Ata, a longtime Rezko business associate, pleaded guilty last month to lying to a federal agent and filing a false tax return.

Yesterday the Lemont resident testified about the dangers of not "playing ball" with Rezko.

From the Chicago Tribune, free registration required:

Testifying against Rezko at his corruption trial Thursday, Ata said he regularly dropped by to get marching orders and often bumped into other top officials waiting for the powerful Blagojevich administration insider.

Ata said one semi-regular at (Rezko's) office was Kelly King Dibble, a former Rezko employee tapped to head a state housing agency. Once, Ata said, Dibble emerged from a session with Rezko looking disturbed. Dibble, Ata said he was later told, had resisted hiring a Rezko relative. So Rezko, Ata said, passed a message to Dibble "congratulating her on her new assignment," making it clear that the new assignment would be unemployment.

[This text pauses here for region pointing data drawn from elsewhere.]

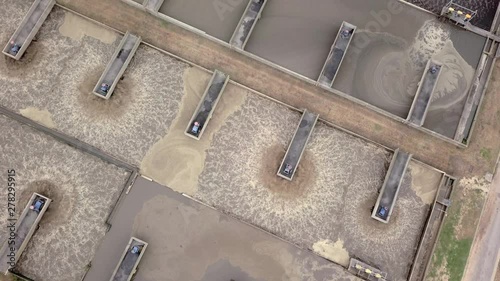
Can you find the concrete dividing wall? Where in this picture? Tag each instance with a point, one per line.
(28, 28)
(206, 107)
(297, 146)
(390, 189)
(247, 23)
(337, 53)
(129, 261)
(477, 90)
(117, 65)
(24, 228)
(153, 6)
(427, 243)
(426, 88)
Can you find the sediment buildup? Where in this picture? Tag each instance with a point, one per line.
(426, 87)
(247, 23)
(336, 55)
(206, 107)
(117, 65)
(298, 145)
(21, 233)
(28, 28)
(390, 189)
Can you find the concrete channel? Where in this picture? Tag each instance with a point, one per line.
(217, 18)
(247, 23)
(390, 189)
(117, 65)
(432, 228)
(337, 54)
(129, 260)
(297, 146)
(206, 107)
(422, 100)
(28, 28)
(25, 227)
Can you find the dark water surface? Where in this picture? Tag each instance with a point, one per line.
(485, 9)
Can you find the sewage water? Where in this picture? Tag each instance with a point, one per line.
(218, 18)
(486, 9)
(387, 55)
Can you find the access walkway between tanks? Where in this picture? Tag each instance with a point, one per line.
(207, 105)
(117, 65)
(426, 88)
(297, 145)
(129, 261)
(25, 227)
(390, 189)
(337, 54)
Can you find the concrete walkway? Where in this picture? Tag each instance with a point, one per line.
(483, 259)
(283, 87)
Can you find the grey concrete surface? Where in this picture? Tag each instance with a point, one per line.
(247, 23)
(426, 249)
(117, 65)
(83, 189)
(218, 18)
(29, 27)
(298, 144)
(392, 183)
(153, 5)
(25, 226)
(483, 261)
(385, 59)
(336, 55)
(191, 242)
(125, 126)
(426, 88)
(327, 206)
(234, 167)
(207, 103)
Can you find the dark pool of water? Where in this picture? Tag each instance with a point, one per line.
(486, 9)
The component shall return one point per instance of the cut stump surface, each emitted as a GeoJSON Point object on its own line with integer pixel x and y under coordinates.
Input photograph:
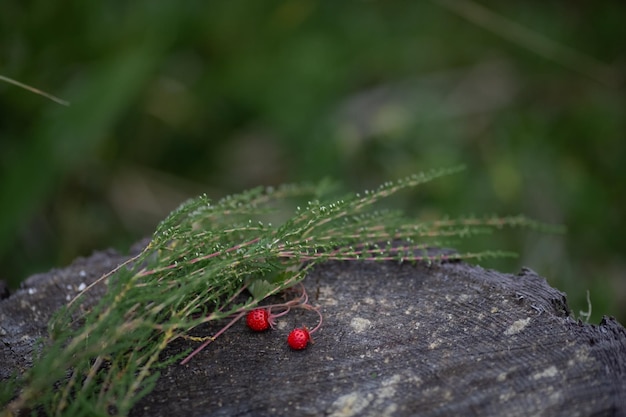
{"type": "Point", "coordinates": [397, 340]}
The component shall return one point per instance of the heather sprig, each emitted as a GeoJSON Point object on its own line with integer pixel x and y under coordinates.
{"type": "Point", "coordinates": [208, 261]}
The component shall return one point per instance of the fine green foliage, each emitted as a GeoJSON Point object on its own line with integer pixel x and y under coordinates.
{"type": "Point", "coordinates": [201, 262]}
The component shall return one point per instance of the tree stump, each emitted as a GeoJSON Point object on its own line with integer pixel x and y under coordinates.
{"type": "Point", "coordinates": [406, 339]}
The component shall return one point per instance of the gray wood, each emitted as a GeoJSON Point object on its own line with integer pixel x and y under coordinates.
{"type": "Point", "coordinates": [397, 340]}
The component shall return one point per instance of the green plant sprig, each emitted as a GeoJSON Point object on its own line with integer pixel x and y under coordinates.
{"type": "Point", "coordinates": [200, 261]}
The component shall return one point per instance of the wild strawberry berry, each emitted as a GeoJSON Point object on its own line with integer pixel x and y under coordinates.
{"type": "Point", "coordinates": [258, 319]}
{"type": "Point", "coordinates": [299, 338]}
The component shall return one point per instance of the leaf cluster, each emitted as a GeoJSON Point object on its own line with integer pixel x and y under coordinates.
{"type": "Point", "coordinates": [202, 259]}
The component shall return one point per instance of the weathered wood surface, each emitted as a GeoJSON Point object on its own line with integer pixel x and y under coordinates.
{"type": "Point", "coordinates": [398, 340]}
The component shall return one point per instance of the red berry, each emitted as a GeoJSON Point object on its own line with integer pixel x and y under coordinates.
{"type": "Point", "coordinates": [258, 320]}
{"type": "Point", "coordinates": [299, 338]}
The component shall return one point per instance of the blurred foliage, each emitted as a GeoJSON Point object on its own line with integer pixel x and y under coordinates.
{"type": "Point", "coordinates": [170, 99]}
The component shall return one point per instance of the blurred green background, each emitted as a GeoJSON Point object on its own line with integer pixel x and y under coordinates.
{"type": "Point", "coordinates": [171, 99]}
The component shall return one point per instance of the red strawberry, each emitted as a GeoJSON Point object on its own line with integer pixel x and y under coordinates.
{"type": "Point", "coordinates": [258, 319]}
{"type": "Point", "coordinates": [299, 338]}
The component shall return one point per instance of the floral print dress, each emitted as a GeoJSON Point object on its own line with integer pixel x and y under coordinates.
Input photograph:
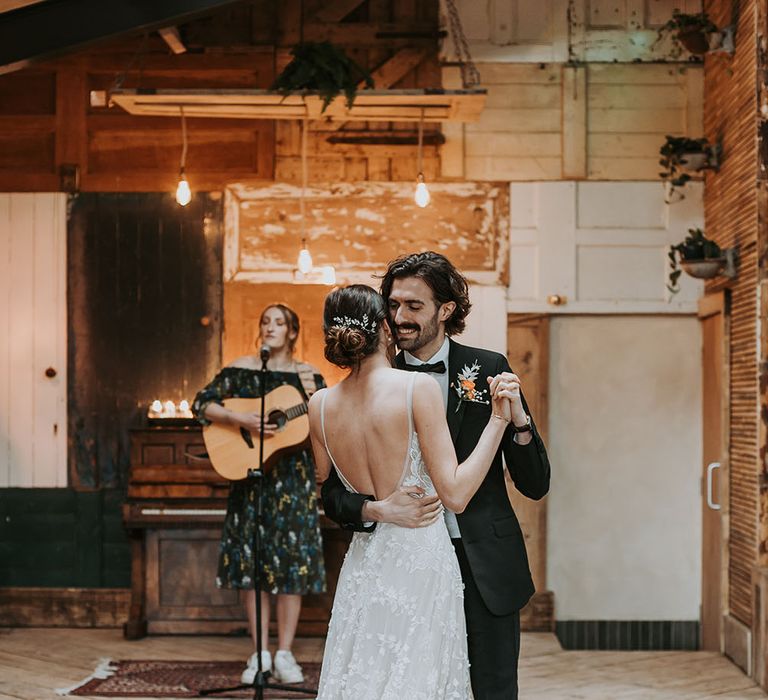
{"type": "Point", "coordinates": [292, 552]}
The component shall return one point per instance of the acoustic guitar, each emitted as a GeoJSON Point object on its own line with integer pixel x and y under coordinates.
{"type": "Point", "coordinates": [234, 450]}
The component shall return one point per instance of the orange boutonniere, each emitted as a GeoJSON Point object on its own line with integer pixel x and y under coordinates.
{"type": "Point", "coordinates": [466, 388]}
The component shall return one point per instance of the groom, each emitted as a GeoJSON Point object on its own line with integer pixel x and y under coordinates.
{"type": "Point", "coordinates": [428, 302]}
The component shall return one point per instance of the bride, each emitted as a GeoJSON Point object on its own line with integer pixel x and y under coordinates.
{"type": "Point", "coordinates": [397, 628]}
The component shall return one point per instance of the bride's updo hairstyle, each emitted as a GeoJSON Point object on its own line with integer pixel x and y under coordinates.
{"type": "Point", "coordinates": [351, 321]}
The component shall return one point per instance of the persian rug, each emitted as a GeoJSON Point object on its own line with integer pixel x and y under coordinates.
{"type": "Point", "coordinates": [176, 679]}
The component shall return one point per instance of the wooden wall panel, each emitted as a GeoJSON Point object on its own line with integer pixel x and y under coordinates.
{"type": "Point", "coordinates": [508, 31]}
{"type": "Point", "coordinates": [603, 31]}
{"type": "Point", "coordinates": [359, 227]}
{"type": "Point", "coordinates": [33, 338]}
{"type": "Point", "coordinates": [731, 217]}
{"type": "Point", "coordinates": [48, 122]}
{"type": "Point", "coordinates": [552, 122]}
{"type": "Point", "coordinates": [599, 245]}
{"type": "Point", "coordinates": [631, 108]}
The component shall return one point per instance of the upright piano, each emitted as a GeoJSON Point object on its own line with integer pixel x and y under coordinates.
{"type": "Point", "coordinates": [174, 514]}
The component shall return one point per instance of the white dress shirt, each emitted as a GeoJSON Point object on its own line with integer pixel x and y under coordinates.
{"type": "Point", "coordinates": [443, 380]}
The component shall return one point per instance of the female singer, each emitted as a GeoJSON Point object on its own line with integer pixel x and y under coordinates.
{"type": "Point", "coordinates": [292, 556]}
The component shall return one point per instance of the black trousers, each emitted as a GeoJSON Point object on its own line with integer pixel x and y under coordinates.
{"type": "Point", "coordinates": [493, 641]}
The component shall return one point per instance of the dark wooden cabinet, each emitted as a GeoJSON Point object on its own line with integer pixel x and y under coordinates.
{"type": "Point", "coordinates": [174, 513]}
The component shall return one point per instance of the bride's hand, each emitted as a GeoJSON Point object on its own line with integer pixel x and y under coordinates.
{"type": "Point", "coordinates": [503, 396]}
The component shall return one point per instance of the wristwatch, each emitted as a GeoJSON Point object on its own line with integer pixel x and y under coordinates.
{"type": "Point", "coordinates": [527, 428]}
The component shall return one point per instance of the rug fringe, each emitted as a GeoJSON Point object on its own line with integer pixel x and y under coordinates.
{"type": "Point", "coordinates": [104, 669]}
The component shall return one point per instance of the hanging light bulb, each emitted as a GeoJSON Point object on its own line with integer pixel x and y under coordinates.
{"type": "Point", "coordinates": [304, 262]}
{"type": "Point", "coordinates": [421, 196]}
{"type": "Point", "coordinates": [183, 193]}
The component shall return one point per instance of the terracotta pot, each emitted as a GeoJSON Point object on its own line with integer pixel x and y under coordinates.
{"type": "Point", "coordinates": [703, 269]}
{"type": "Point", "coordinates": [695, 40]}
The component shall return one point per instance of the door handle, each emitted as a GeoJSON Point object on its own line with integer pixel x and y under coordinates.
{"type": "Point", "coordinates": [711, 468]}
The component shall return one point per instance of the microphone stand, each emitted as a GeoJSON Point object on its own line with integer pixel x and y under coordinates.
{"type": "Point", "coordinates": [261, 681]}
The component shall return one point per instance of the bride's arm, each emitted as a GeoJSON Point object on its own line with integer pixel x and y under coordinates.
{"type": "Point", "coordinates": [455, 483]}
{"type": "Point", "coordinates": [322, 460]}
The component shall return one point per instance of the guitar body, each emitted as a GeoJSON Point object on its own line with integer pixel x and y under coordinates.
{"type": "Point", "coordinates": [233, 450]}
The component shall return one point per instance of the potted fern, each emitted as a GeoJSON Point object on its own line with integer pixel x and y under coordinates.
{"type": "Point", "coordinates": [692, 32]}
{"type": "Point", "coordinates": [323, 68]}
{"type": "Point", "coordinates": [682, 157]}
{"type": "Point", "coordinates": [699, 256]}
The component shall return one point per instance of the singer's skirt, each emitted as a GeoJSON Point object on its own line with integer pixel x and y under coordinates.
{"type": "Point", "coordinates": [291, 548]}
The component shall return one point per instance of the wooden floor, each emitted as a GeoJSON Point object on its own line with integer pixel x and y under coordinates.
{"type": "Point", "coordinates": [33, 662]}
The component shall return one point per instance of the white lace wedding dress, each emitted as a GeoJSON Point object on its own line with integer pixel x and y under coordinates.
{"type": "Point", "coordinates": [397, 629]}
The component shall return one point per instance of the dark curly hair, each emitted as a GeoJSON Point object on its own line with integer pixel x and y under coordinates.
{"type": "Point", "coordinates": [445, 281]}
{"type": "Point", "coordinates": [351, 321]}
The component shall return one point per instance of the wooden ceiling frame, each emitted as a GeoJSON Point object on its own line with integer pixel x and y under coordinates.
{"type": "Point", "coordinates": [431, 105]}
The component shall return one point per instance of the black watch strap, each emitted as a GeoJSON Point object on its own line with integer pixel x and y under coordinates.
{"type": "Point", "coordinates": [527, 428]}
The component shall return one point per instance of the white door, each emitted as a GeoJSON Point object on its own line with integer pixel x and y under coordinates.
{"type": "Point", "coordinates": [33, 340]}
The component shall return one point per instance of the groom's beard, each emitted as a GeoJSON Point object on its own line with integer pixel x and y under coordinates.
{"type": "Point", "coordinates": [423, 334]}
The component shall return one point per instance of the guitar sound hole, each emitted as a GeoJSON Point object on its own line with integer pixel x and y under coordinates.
{"type": "Point", "coordinates": [247, 437]}
{"type": "Point", "coordinates": [278, 418]}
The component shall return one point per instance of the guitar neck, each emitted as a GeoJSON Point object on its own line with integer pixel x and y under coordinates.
{"type": "Point", "coordinates": [296, 411]}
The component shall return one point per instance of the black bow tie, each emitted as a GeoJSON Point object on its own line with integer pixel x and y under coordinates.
{"type": "Point", "coordinates": [434, 367]}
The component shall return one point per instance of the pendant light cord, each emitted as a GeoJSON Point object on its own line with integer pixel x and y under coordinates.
{"type": "Point", "coordinates": [183, 140]}
{"type": "Point", "coordinates": [421, 143]}
{"type": "Point", "coordinates": [304, 175]}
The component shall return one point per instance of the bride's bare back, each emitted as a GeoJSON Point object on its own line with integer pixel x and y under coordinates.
{"type": "Point", "coordinates": [366, 422]}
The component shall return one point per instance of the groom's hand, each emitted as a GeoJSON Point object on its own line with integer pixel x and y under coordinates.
{"type": "Point", "coordinates": [405, 507]}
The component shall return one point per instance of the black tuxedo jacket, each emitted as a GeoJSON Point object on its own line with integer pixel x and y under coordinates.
{"type": "Point", "coordinates": [489, 528]}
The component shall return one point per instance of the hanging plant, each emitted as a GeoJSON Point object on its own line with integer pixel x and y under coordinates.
{"type": "Point", "coordinates": [693, 33]}
{"type": "Point", "coordinates": [323, 68]}
{"type": "Point", "coordinates": [697, 33]}
{"type": "Point", "coordinates": [682, 157]}
{"type": "Point", "coordinates": [699, 256]}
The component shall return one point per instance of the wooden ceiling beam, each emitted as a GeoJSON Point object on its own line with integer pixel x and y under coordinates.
{"type": "Point", "coordinates": [336, 10]}
{"type": "Point", "coordinates": [171, 36]}
{"type": "Point", "coordinates": [49, 29]}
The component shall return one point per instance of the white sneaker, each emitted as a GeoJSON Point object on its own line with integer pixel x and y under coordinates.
{"type": "Point", "coordinates": [249, 675]}
{"type": "Point", "coordinates": [286, 668]}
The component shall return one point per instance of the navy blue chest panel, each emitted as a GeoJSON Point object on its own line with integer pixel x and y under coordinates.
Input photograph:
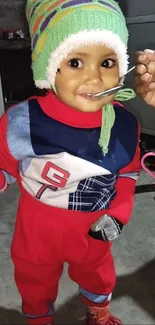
{"type": "Point", "coordinates": [49, 136]}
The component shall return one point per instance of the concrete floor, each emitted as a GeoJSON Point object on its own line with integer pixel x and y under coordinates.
{"type": "Point", "coordinates": [134, 254]}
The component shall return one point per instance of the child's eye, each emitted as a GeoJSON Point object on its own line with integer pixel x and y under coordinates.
{"type": "Point", "coordinates": [108, 63]}
{"type": "Point", "coordinates": [75, 63]}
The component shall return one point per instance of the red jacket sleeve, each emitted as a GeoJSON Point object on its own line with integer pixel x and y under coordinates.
{"type": "Point", "coordinates": [121, 207]}
{"type": "Point", "coordinates": [8, 164]}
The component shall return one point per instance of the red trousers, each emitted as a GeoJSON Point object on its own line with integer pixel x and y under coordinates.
{"type": "Point", "coordinates": [45, 238]}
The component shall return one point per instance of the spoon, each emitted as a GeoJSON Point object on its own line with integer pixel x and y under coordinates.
{"type": "Point", "coordinates": [115, 89]}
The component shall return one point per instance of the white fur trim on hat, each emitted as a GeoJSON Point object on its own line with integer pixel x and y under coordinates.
{"type": "Point", "coordinates": [84, 38]}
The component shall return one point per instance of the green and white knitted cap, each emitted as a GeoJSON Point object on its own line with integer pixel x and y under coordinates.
{"type": "Point", "coordinates": [58, 27]}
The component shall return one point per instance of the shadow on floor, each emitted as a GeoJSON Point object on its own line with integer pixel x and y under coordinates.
{"type": "Point", "coordinates": [140, 286]}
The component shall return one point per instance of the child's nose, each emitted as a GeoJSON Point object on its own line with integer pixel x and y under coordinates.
{"type": "Point", "coordinates": [93, 77]}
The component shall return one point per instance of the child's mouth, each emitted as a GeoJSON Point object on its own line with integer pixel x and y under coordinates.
{"type": "Point", "coordinates": [89, 96]}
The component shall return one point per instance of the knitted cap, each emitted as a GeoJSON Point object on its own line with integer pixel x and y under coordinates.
{"type": "Point", "coordinates": [58, 27]}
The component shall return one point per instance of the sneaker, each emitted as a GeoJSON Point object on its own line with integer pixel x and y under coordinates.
{"type": "Point", "coordinates": [101, 316]}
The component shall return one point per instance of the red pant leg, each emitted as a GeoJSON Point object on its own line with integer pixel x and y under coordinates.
{"type": "Point", "coordinates": [36, 260]}
{"type": "Point", "coordinates": [96, 273]}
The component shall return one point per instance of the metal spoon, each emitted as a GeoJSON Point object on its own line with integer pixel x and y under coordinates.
{"type": "Point", "coordinates": [113, 90]}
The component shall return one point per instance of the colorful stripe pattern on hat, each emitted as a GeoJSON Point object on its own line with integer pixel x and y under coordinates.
{"type": "Point", "coordinates": [43, 13]}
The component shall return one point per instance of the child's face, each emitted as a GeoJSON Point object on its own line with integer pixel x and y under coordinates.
{"type": "Point", "coordinates": [88, 70]}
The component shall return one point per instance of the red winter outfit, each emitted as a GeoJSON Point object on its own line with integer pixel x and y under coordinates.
{"type": "Point", "coordinates": [66, 185]}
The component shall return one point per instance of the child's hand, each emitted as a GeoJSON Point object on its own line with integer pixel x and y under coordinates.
{"type": "Point", "coordinates": [145, 76]}
{"type": "Point", "coordinates": [106, 228]}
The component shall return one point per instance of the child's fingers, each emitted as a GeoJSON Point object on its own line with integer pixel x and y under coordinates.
{"type": "Point", "coordinates": [141, 69]}
{"type": "Point", "coordinates": [146, 77]}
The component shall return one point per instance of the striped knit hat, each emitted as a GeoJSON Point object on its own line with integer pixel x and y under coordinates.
{"type": "Point", "coordinates": [58, 27]}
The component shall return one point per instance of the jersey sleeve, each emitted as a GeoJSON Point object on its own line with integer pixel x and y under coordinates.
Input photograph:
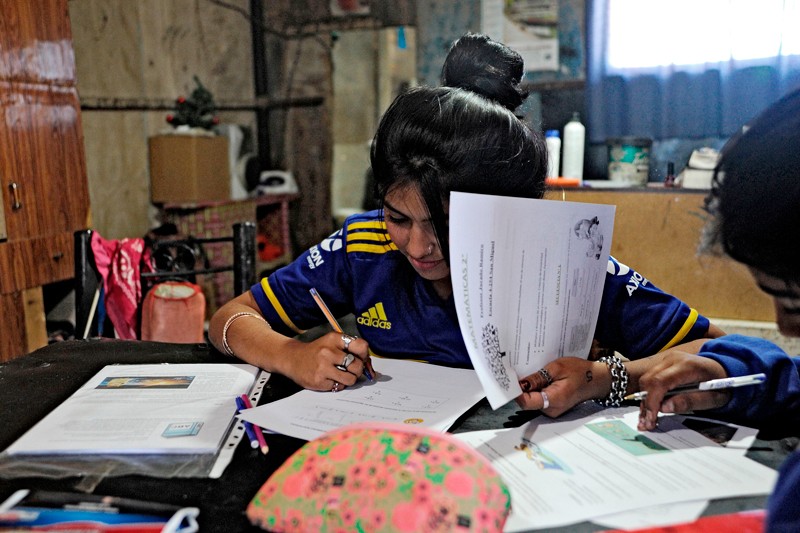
{"type": "Point", "coordinates": [637, 319]}
{"type": "Point", "coordinates": [284, 298]}
{"type": "Point", "coordinates": [775, 402]}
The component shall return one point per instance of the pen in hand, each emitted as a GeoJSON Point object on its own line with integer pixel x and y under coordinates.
{"type": "Point", "coordinates": [332, 321]}
{"type": "Point", "coordinates": [251, 435]}
{"type": "Point", "coordinates": [714, 384]}
{"type": "Point", "coordinates": [259, 434]}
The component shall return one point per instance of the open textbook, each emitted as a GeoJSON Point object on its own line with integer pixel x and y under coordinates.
{"type": "Point", "coordinates": [144, 409]}
{"type": "Point", "coordinates": [528, 277]}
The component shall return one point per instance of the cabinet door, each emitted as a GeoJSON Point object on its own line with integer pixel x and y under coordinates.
{"type": "Point", "coordinates": [36, 42]}
{"type": "Point", "coordinates": [42, 167]}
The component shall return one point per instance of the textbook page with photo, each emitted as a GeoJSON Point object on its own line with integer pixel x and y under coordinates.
{"type": "Point", "coordinates": [528, 276]}
{"type": "Point", "coordinates": [143, 409]}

"It emphasized that you need to be a team player and follow the rules if you're going to be a part of the administration," Ata said. You had to take orders and listen, he said, or face consequences.

More...

Headline-grabbing allegations aside, Ata's most crucial role as a government witness may be to reinforce the impression that Rezko ran a shadow government out of his office. Similar charges were leveled earlier in the trial by prosecution star witness Stuart Levine, but his credibility was attacked by Rezko's lawyers who portrayed Levine as a habitual con man and drug abuser whose memory cannot be trusted.

And that is a big problem for Tony Rezko. Early on in the trial, even from my distant vantage point, I could see Rezko's attorney, Joseph Duffy, harping on the wild parties--with hard drugs as the fuel for the frivolities--at Lincolnwood's Purple Hotel, as the tool for Duffy to undermine Levine's believability during his closing statement.

Then along came Ata, who also testified about his "pay to play" maneuver that netted him a $127,000 a year state job.

Ata's testimony is a big problem for Barack Obama--Tony Rezko was one of Obama's first political sponsors. Rezko came across as a monster yesterday, and if Rezko is found guilty of corruption charges, it brings the Wilmette resident back into the national news. The trial will probably go on for a few more weeks, the prosecution is likely to rest its case on Monday--which means a verdict will be reached, barring a mistrial, well before the Democratic National Convention in Denver.

Any guess on which type of verdict Hillary Clinton is hoping for?